TensorFlow Data Validation: Checking and analyzing your data

Once your data is in a TFX pipeline, you can use TFX components to analyze and transform it. You can use these tools even before you train a model.

There are many reasons to analyze and transform your data:

  • To find problems in your data. Common problems include:
    • Missing data, such as features with empty values.
    • Labels treated as features, so that your model gets to peek at the right answer during training.
    • Features with values outside the range you expect.
    • Data anomalies.
    • Transfer learned model has preprocessing that does not match the training data.
  • To engineer more effective feature sets. For example, you can identify:
    • Especially informative features.
    • Redundant features.
    • Features that vary so widely in scale that they may slow learning.
    • Features with little or no unique predictive information.

TFX tools can both help find data bugs, and help with feature engineering.

TensorFlow Data Validation

Overview

TensorFlow Data Validation identifies anomalies in training and serving data, and can automatically create a schema by examining the data. The component can be configured to detect different classes of anomalies in the data. It can

  1. Perform validity checks by comparing data statistics against a schema that codifies expectations of the user.
  2. Detect training-serving skew by comparing examples in training and serving data.
  3. Detect data drift by looking at a series of data.

We document each of these functionalities independently:

Schema Based Example Validation

TensorFlow Data Validation identifies any anomalies in the input data by comparing data statistics against a schema. The schema codifies properties which the input data is expected to satisfy, such as data types or categorical values, and can be modified or replaced by the user.

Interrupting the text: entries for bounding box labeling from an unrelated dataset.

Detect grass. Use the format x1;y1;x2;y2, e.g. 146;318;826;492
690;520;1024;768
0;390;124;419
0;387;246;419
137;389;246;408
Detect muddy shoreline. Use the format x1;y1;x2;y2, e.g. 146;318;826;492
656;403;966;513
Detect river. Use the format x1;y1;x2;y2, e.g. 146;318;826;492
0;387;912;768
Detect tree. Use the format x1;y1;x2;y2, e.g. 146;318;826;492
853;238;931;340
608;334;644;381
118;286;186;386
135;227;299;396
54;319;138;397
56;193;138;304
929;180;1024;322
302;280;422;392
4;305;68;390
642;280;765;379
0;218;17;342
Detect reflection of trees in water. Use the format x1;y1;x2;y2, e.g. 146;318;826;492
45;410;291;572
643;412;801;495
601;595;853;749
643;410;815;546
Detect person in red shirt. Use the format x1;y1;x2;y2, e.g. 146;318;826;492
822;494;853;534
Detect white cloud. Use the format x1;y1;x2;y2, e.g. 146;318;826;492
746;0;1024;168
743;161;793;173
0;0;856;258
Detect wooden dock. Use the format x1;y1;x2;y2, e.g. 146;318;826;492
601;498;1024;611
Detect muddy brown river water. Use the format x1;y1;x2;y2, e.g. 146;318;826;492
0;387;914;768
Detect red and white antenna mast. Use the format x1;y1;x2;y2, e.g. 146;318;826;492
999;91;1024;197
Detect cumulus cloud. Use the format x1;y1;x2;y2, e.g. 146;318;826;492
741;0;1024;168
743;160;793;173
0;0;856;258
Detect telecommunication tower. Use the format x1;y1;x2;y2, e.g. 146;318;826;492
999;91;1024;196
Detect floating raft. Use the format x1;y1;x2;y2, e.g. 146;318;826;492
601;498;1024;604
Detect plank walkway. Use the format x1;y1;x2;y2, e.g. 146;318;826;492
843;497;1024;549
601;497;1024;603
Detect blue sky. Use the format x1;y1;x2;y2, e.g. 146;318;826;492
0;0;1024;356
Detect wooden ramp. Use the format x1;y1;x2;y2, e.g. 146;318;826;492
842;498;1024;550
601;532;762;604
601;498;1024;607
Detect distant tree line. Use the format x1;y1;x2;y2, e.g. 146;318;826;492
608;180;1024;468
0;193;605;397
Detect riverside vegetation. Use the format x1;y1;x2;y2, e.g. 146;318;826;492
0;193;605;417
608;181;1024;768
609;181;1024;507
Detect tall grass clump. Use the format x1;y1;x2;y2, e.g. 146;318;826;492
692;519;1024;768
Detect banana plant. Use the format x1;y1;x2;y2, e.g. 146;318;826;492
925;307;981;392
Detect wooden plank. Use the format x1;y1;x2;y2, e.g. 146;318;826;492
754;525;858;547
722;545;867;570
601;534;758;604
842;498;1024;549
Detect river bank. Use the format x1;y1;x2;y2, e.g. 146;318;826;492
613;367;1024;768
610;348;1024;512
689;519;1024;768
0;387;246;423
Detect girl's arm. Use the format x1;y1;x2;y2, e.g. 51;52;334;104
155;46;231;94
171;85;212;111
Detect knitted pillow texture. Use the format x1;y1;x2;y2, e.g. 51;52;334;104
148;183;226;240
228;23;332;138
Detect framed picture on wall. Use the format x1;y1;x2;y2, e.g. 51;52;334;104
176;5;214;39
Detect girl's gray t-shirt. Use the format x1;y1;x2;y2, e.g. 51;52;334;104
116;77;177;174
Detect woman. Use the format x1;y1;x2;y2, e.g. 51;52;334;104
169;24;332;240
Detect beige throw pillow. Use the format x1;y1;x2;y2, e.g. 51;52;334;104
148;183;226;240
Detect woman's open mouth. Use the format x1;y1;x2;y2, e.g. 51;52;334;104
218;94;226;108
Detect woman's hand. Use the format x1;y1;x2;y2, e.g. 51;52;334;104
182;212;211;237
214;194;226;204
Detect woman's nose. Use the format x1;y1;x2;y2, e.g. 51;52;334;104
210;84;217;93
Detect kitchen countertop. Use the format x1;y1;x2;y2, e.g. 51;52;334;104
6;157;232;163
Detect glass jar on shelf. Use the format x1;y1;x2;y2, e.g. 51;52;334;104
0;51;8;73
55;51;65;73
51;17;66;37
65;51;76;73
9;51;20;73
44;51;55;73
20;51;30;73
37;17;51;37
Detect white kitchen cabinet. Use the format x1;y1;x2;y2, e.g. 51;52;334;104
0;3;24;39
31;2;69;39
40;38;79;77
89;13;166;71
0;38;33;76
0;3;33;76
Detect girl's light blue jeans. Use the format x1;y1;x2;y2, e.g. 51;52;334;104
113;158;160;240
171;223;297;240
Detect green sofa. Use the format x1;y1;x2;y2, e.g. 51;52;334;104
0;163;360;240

Tensorflow Data Validation is typically invoked multiple times within the context of the TFX pipeline: (i) for every split obtained from ExampleGen, (ii) for all pre-transformed data used by Transform and (iii) for all post-transform data generated by Transform. When invoked in the context of Transform (ii-iii), statistics options and schema-based constraints can be set by defining the stats_options_updater_fn. This is particilarly useful when validating unstructured data (e.g. text features). See the user code for an example.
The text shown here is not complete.